Showtimes and trailer

"My Super Ex-Girlfriend," with Uma Thurman, Luke Wilson, Anna Faris, Eddie Izzard, Rainn Wilson, Wanda Sykes. Directed by Ivan Reitman, from a screenplay by Don Payne. 95 minutes. Rated PG-13 for sexual content, crude humor, language and brief nudity. Several theaters.

"My Super Ex-Girlfriend," simply by having a genuinely funny idea at its core, is one of the summer's better comedies, and director Ivan Reitman and the cast give it a straight-faced silliness. Thurman, constantly morphing from brunette Jenny to blond, Amazonian G-Girl (whose tresses are always wafting alluringly in the breeze, even when she's indoors), shows genuine screwball chops. When a car tossed by G-Girl goes awry, Thurman does a perfect little "ah, well" eye roll; these things happen. In contrast to G-Girl's superhuman calm, Jenny is sweetly neurotic; she's like a mildly insane kitten. Wilson, in the less showy role, nicely underplays unlucky Matt, and Rainn Wilson, Anna Faris and Eddie Izzard (as the polka-dot-clad villain Professor Bedlam) are funny sidekicks.

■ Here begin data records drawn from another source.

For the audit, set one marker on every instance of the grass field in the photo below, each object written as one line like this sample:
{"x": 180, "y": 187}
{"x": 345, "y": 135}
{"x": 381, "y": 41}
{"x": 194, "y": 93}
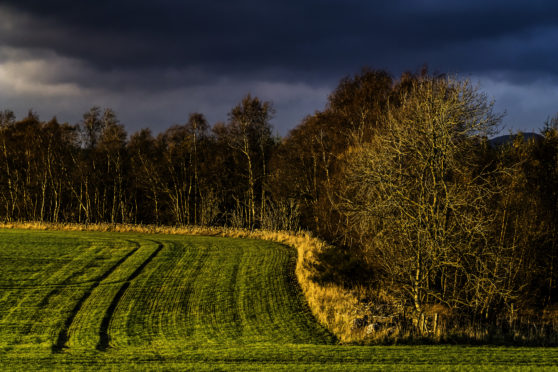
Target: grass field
{"x": 116, "y": 301}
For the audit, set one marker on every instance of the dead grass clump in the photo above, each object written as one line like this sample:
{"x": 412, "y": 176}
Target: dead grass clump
{"x": 333, "y": 306}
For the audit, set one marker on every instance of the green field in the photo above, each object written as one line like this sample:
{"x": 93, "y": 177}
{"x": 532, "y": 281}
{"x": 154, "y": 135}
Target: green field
{"x": 85, "y": 300}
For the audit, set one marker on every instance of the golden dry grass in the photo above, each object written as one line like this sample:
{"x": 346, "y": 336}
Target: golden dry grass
{"x": 332, "y": 305}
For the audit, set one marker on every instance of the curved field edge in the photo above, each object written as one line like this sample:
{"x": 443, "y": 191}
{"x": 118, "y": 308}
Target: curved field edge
{"x": 333, "y": 306}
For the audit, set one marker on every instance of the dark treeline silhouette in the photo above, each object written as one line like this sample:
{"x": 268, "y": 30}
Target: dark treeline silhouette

Scripted by first-timer Don Payne, "My Super Ex-Girlfriend" has bumpy spots. A character played by Wanda Sykes feels entirely unnecessary (despite Sykes doing her huffy best), and the movie seems to take too long to get to the breakup. But there's a breezy summer-comedy goofiness to it that's very welcome, and it's full of nicely timed comic bits: Faris' bug-eyed, earnest delivery of the line "Why did G-Girl throw a shark at us?" is almost worth the admission price right there. This movie will vanish quickly, like summer's heat, but it's fun while it lasts.